Should you still raise during a downturn?
Yes. As Jason says, “if you have a good business, it is never a bad time to raise.” Founders planning near-term fundraising rounds need to understand that an economic downturn is one of the most difficult times to pitch to investors. So, if you even attempt to do so now, investors will know you are ambitious. They’ll put you in the bucket of people who want to win. What do investors like Jason want to see from founders? Resiliency. Raising in an economic downturn will prove that you are working on something you’re willing to fight for.
Where should you focus if you’re trying to raise right now?
Obviously, investors will be more conservative in this economic climate. Now is not the time to spin or inflate your early numbers. Jason says angels “know these numbers won’t be predictable, that’s why we want to help you.” You should be honest with your employees about the state of your business, and the same goes for investors. Focus on the customers who are actually using your product. Now more than ever, investors will not suspend disbelief. They will focus on reality. Even then, they may still be skeptical. Jason believes the best founders are those who will candidly discuss these topics with him. If the investors don’t seem to be on board at the end of your pitch, ask them what milestones they would like to see you achieve to get them to write you a check in the future. Steve echoed this trial close approach, alluding to a meeting where one founder asked upfront, “What would I need to say to get you to write a check?” The investors gave him objectives to meet, the founder came back later having met them, and both parties agreed to a deal. That’s exactly the level of resiliency founders need to demonstrate.
How will this downturn impact valuations and deal terms?

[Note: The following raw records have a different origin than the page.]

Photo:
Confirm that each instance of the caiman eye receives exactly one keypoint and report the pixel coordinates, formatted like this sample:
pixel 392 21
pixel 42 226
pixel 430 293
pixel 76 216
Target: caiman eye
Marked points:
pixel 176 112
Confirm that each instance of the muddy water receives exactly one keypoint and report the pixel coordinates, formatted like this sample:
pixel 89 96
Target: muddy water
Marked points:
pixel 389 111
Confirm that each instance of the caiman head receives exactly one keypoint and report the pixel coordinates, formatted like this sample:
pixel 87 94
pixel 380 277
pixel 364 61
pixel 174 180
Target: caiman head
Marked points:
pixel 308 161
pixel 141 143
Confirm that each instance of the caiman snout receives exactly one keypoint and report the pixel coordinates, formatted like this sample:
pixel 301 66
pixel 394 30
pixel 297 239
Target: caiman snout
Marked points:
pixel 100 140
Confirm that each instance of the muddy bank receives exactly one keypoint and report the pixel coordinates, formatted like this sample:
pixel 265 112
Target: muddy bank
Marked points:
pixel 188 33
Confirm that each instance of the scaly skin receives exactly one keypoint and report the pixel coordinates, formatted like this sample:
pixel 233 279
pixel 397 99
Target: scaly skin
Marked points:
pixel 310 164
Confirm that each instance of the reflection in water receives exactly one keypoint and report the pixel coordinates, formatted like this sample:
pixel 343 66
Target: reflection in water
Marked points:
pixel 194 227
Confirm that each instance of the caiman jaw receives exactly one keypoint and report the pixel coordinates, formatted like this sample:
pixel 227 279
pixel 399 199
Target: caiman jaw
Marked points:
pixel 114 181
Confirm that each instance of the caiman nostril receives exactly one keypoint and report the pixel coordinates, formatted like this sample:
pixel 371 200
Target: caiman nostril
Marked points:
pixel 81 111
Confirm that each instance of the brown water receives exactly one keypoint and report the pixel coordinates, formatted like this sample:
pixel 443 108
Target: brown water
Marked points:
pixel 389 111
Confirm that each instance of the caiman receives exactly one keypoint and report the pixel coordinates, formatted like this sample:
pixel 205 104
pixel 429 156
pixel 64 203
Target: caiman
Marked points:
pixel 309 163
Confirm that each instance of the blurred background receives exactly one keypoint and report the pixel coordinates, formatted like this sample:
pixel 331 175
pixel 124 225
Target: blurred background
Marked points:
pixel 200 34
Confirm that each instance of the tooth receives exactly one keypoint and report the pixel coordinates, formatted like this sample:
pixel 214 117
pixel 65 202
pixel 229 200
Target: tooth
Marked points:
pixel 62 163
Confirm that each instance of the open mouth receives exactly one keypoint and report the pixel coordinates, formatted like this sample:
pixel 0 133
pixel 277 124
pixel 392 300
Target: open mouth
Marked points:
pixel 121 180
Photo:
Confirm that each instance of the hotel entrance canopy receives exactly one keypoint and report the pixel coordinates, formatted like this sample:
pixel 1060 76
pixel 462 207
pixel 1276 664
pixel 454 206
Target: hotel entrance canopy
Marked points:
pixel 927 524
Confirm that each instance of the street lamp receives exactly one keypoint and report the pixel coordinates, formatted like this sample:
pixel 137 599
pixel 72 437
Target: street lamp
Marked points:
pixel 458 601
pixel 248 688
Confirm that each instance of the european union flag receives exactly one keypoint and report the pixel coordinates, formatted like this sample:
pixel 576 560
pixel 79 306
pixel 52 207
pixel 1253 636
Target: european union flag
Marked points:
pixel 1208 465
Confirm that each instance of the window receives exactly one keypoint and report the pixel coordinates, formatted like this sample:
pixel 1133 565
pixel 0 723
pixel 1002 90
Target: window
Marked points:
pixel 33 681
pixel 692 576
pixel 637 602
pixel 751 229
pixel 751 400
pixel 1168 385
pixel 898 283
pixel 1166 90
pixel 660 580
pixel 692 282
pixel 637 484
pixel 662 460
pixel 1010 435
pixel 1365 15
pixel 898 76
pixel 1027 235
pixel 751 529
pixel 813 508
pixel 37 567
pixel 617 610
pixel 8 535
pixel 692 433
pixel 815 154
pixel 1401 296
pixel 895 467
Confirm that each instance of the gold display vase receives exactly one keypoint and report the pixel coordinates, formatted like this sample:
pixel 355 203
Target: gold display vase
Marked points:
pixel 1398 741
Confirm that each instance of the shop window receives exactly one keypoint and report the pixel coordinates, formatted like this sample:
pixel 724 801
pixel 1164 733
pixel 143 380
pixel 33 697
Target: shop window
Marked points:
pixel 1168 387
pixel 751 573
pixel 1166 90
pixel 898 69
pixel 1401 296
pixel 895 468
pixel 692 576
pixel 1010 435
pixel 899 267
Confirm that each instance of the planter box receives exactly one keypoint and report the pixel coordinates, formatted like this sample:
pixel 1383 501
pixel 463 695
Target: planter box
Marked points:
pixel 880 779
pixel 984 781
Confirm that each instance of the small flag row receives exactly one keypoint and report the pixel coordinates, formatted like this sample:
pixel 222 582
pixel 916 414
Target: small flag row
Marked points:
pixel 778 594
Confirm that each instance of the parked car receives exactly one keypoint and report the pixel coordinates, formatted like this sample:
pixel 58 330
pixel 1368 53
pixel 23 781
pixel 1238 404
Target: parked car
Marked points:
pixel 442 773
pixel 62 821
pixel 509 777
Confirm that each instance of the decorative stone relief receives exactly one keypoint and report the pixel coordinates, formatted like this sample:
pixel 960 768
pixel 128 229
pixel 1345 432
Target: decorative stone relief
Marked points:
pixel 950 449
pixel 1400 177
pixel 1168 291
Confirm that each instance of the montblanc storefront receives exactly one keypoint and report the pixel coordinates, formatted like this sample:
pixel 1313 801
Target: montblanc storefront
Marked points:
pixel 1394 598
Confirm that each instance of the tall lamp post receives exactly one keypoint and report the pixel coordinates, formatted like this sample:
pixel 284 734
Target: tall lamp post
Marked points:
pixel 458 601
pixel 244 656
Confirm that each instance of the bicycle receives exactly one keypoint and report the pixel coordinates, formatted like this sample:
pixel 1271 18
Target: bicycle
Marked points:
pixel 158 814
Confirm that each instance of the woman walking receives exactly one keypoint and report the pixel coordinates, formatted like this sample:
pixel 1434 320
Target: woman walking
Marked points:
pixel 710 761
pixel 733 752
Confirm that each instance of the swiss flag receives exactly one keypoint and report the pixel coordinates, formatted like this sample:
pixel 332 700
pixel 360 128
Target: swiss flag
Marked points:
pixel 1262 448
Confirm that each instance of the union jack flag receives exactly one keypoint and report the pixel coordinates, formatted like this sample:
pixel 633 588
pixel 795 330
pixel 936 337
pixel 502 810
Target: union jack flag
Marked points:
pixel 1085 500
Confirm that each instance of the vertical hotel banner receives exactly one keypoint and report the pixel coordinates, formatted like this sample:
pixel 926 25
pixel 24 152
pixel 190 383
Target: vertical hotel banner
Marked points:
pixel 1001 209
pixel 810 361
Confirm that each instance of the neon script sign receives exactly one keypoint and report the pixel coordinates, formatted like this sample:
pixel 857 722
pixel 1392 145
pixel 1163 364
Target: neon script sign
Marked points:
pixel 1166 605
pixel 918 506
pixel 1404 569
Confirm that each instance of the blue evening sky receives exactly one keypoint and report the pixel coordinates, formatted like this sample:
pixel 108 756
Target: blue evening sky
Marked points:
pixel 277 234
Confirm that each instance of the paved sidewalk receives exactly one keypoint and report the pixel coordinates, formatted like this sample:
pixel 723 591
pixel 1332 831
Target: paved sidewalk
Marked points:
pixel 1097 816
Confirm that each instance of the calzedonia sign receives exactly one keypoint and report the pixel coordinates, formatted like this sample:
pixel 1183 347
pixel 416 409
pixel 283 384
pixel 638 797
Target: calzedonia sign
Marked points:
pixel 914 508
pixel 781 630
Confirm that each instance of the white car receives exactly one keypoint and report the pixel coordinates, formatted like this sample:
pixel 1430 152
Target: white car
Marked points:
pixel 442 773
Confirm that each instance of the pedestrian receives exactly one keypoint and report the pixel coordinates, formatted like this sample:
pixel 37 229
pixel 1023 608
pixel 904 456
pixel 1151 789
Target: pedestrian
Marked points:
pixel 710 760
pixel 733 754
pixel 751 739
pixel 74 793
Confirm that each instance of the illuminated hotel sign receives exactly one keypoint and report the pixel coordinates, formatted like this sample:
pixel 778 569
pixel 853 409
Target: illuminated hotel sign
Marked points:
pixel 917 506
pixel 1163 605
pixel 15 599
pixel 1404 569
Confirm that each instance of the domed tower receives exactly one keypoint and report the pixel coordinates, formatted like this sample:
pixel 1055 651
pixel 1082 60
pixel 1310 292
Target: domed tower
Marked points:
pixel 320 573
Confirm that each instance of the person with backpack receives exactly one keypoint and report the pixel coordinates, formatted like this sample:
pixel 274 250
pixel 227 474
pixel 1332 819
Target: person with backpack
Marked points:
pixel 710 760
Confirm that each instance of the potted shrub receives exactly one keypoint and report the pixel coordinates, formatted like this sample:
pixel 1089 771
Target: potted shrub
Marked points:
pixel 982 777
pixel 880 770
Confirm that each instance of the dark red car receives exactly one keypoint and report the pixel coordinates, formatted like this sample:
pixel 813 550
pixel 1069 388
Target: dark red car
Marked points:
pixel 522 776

Jason invested in companies like Uber and Calm during the financial crisis. At that time, these companies had products in market and valuations around $4-5 million. Jason expects to see similar valuation trends during this downturn. In general, companies can expect to come out of accelerators at half the valuation they would otherwise have in favorable economic environments. Startups will most likely have to raise under unfavorable circumstances for a while, but the key is to persevere despite challenging market dynamics.
Takeaways
Survival is key. Wartime CEOs have tough decisions ahead but their primary goal is survival in an economic downturn.
If you have a good business, it is never a bad time to raise.
When you’re raising, be honest about the state of the business and engage in a candid dialogue with investors.
Expect your valuation to be half what it would be otherwise. Founders will have to give up more equity than they otherwise would in order to close a deal.
Jason ends the episode by reminding us that he has lived through multiple downturns in his career. In his experience, the one truth that endures is that things always go back to normal. Startups that survive will emerge stronger because of their resiliency. Certain sectors may heat up that would not have otherwise. However, the main takeaway is that although times are tough, founders must persevere. Jason reminds us, “the people who persevere sometimes are the people who actually figure it out.”